The idea of talents or special gift is a myth, writes Tony Schwartz in a recent blog post at the Harvard Business Review. Have you stopped yourself from trying new activities or working hard at difficult pursuits by telling yourself you lack talent for the specific endeavor? It’s time to reroute this way of thinking.

Schwartz shares the comment of Will Durant, who was channeling Aristotle’s thoughts, “We are what we repeatedly do.” That’s right. We aren’t born tennis players, star quarterbacks or successful CEOs. And we don’t need an innate ability to master a task. Schwartz, president and CEO of The Energy Project and the author of The Way We’re Working Isn’t Working, has found in his work with executives “that it is possible to build any given skill or capacity in the same systematic way we do a muscle: push past your comfort zone, and then rest.”

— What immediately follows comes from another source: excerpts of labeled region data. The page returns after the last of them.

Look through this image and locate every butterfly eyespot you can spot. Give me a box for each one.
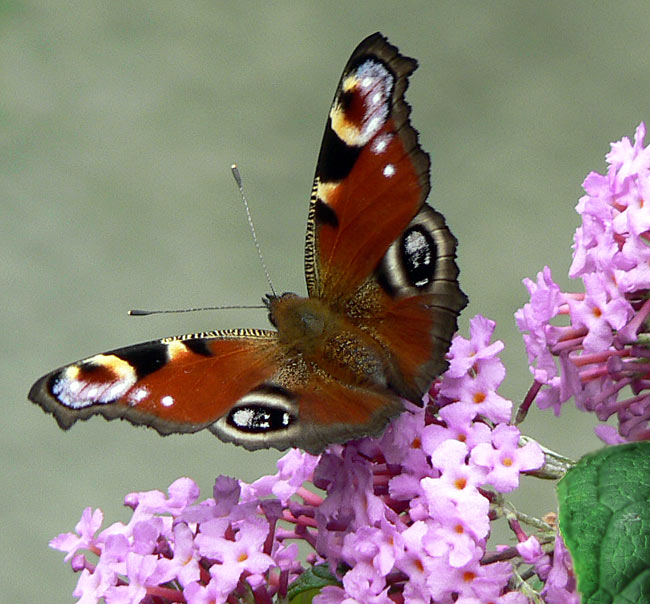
[220,384,298,434]
[28,33,467,453]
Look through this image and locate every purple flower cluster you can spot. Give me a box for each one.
[51,316,552,604]
[515,123,650,444]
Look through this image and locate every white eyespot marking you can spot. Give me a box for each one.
[370,134,393,155]
[52,354,137,409]
[232,408,262,431]
[404,230,432,287]
[167,340,189,361]
[126,386,150,407]
[316,181,339,205]
[330,59,394,147]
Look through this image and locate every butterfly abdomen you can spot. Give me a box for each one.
[270,294,387,389]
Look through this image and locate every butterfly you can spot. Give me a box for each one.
[29,33,467,453]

We’ve talked before about the idea of 10,000 hours: many researchers believe 10,000 hours of practice is the bare necessity to garner expertise in any complicated domain. This means mastering any activity, from racquetball to writing, involves “frustration, struggle, setbacks and failures,” writes Schwartz. The reward is simple: success at something you care about via hard work is satisfying.

Schwartz gives us six keys to achieving excellence. Here’s an abbreviated (and paraphrased) version of his tips:

1. Pursue what you love: passion motivates us.

2. Do the hardest work first: practice in the morning before other endeavors because we all have good energy in the a.m.

3. Practice intensely: practice for no longer than 90 minutes and then take a break.

4. Seek expert feedback, in intermittent doses: look for simple, precise advice, and don’t seek too much feedback, which can create anxiety.

5. Take regular renewal breaks: Relaxing rejuvenates us and helps embed learning.

6. Ritualize practice: Create specific, absolute times for practice. It’s not about will and discipline, but about creating habits so you practice automatically.

So remember, excellence is always possible when we care about something enough and are able to, as well as choose to, dedicate the resources to working at it in a focused and consistent process.